Sentiment continues to deteriorate, a prerequisite for a market bottom. Investors Intelligence poll of newsletter writers is now showing more bears than bulls. The current readings are 35.4% bulls and 39.6% -- the first time bears have exceeded bulls since early October. Bearish sentiment rose above bullish sentiment at the bottom in 1998. During that time, bulls fell to 36.2% and bears rose all the way to 47.5%. Another indication that investors are throwing in the towel can be seen in the American Association of Investors poll. Bearish sentiment has risen to 53.75%, the highest since the bear market lows in October 1990.

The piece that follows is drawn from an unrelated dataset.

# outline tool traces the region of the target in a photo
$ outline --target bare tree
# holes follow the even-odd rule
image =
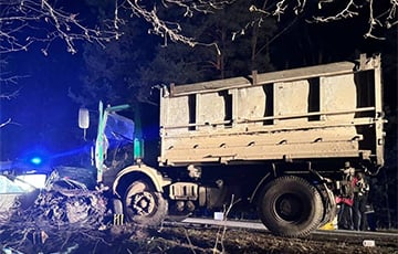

Total CBOE put/call ratios have remained at relatively high (bullish) levels over the last month and we finally saw an equity-only put/call ratio of over 1.00 today. This is the first 1.00+ reading for the equity-only p/c ratio since the bottom in September, when there were four days over one.

The problem with sentiment indicators as well as other technical indicators is that it is impossible to tell just how oversold they will get before the market turns higher. From a pure technical standpoint, before any bottom can be called, the market needs to demonstrate strong price and volume action. Then, and only then, will the carnage end.